At the end of last year, Mark Hall, History Officer at Perth Museum & Art Gallery hosted the Perth leg of the project review for two weeks, with visits from Eve, Chantal and also Christofili Kefalas (Researcher of Maori material and British Museum Future Curators trainee). One of the most exciting discoveries has been the full recognition of the importance of a spectacular head-dress from the Austral Islands in the Perth collection.

Headdress from Tubuai, Austral Islands. The original Perth Museum register records this as ‘Cap worn by Tomatoa, Principle Chief of the Island of Tuhuca in the Australia group of the South Sea Islands’.

Headdress from Tubuai, Austral Islands.

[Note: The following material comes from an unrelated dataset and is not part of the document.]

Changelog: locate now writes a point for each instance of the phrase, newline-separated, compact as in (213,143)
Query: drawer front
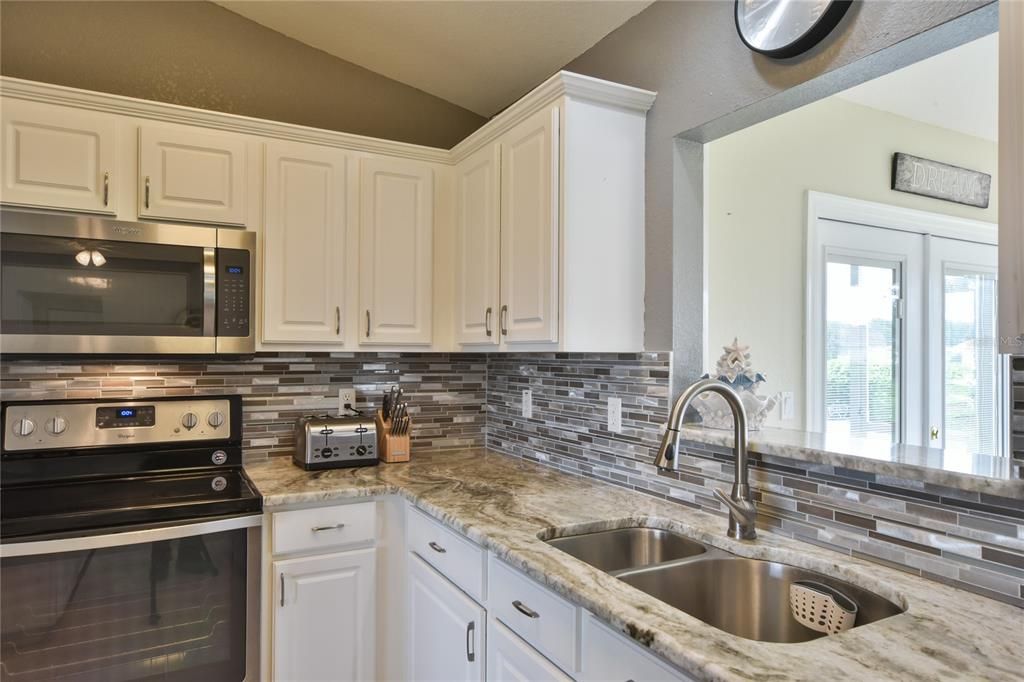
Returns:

The original Perth Museum register records this as ‘Cap worn by Tomatoa, Principle Chief of the Island of Tuhuca in the Australia group of the South Sea Islands’.


This headdress of feathers affixed to a barkcloth structure was given to Perth Museum’s predecessor, The Perth Literary and Antiquarian Society, in 1843. It is shown on display in the Society’s Museum in one of only two photographs we have of the ethnography displays in the gallery in the rotunda.
The headdress can be seen just to the right of the central display of a Tahitian mourner’s costume. It is displayed with a number of hats and headgear.

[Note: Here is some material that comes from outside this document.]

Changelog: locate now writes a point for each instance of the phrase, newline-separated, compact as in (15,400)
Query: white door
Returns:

The headdress can be seen just to the right of the central display of a Tahitian mourner’s costume. It is displayed with a number of hats and headgear.

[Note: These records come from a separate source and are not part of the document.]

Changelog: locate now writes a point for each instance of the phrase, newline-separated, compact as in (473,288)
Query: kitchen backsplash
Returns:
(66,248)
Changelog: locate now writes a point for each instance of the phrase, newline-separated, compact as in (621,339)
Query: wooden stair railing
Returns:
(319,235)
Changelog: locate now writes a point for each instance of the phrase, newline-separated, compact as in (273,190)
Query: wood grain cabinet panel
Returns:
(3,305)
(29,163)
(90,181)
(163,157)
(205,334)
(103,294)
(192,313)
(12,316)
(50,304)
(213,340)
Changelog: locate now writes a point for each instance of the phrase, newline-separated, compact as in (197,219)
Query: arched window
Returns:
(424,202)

In the 1930s the Director of the Bishop Museum in Hawaii Te Rangi Hiroa, also known as Peter Henry Buck, advised the then curator at Perth that Tamatoa was the name of a number of chiefs of the same ancestry on Tubuai in the Austral Islands.. The headdress has since then been attributed to Tubuai there does not seem to have been an island named ‘Tuhuca’. The headdress was published in Buck’s Art and Crafts of the Cook Islands (1944). There are two similar examples in the collection at the British Museum.

The headdress has for some time been recorded as being donated by Dr David Ramsay, a man who gave a significant collection of Maori material to the museum along with some outstanding Tahitian artefacts. However, the original register clearly states:
‘Presented by Gen Lindsay, Upper Craigie Perth,
No.1, Cape
[later corrected to ‘cap’] wore by Tomatoa Principle Chief of the Island of Tuhuca in the Australia Group of the South Sea Islands’
General Lindsay also donated a ceremonial staff of the Marquesas Islands at this time. A note below this entry states: ‘The above two articles from a Dr L MacLean’
Unfortunately we have not been able to find out any more about either of the men mentioned above but as always would welcome any information from readers.

Close up of the top of the headdress showing the plant fibre bindings which secure the feathers in place. The structure underneath the feathers is made of barkcloth and there is a barkcloth wrapping around the upper knot of the headdress.

Close up of the top of the headdress showing the plant fibre bindings which secure the feathers in place. The structure underneath the feathers is made of barkcloth and there is a barkcloth wrapping around the upper knot of the headdress.